Waiting for Cordelia
[In the following mixed review, Bernays asserts that while Gold exhibits some of his considerable talents in Waiting for Cordelia, ultimately, the novel fails to deliver.]
There are few writers around as much admired by other writers as Herbert Gold. Which only intensifies the disappointment with [Waiting for Cordelia], his tenth novel. For, despite a feeling for the bizarrely comic and a masterly hold on the English language, Gold fails to deliver. The protagonist here is Cordelia, a whore with a classic case of heart-of-gold (no pun on my part intended.) The “voice” is that of Al Dooley, self-styled “snotty but intense sociologist.” The setting is San Francisco, top to bottom.

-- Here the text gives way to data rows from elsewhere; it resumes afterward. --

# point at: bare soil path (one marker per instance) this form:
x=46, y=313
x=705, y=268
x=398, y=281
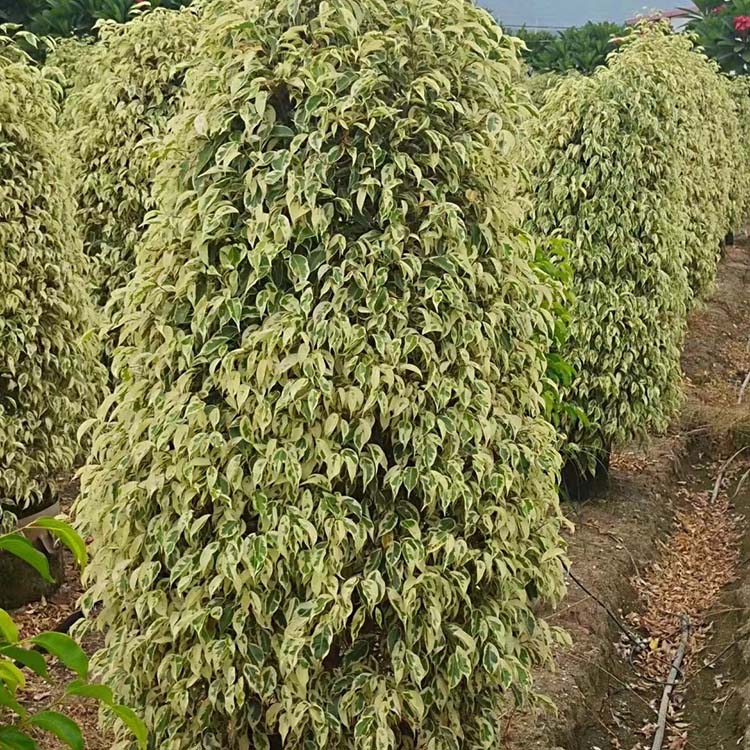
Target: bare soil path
x=668, y=541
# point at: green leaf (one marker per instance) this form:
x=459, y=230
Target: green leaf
x=133, y=723
x=101, y=693
x=67, y=535
x=8, y=629
x=299, y=267
x=66, y=650
x=31, y=659
x=61, y=726
x=11, y=675
x=19, y=546
x=8, y=699
x=12, y=739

Written with a relentless cool, fired by an urgency to be culturally with-it, Gold's book—while undeniably brilliant in short takes—doesn't do justice to his considerable talents and intelligence. Briefly the story, what there is of it, centers around Cordelia, keeper of the House of Ho, her girls, the men they service singly and sometimes in gangs, and the attempts of a villainous female pol to shut down Cordelia's shop and keep her from organizing San Francisco's hooker population. Dooley hangs out at Cordelia's because, as a Berkeley professor, he is writing a book on victimless crime. He finds in Cordelia the very breath of love and compassion. Gold wants Dooley's Cordelia to be our Cordelia, but somehow he never convinces. If he tells us often enough that she is specially, perhaps even divinely endowed, are we necessarily going to believe it? At the end we are still “waiting” for Gold's Cordelia.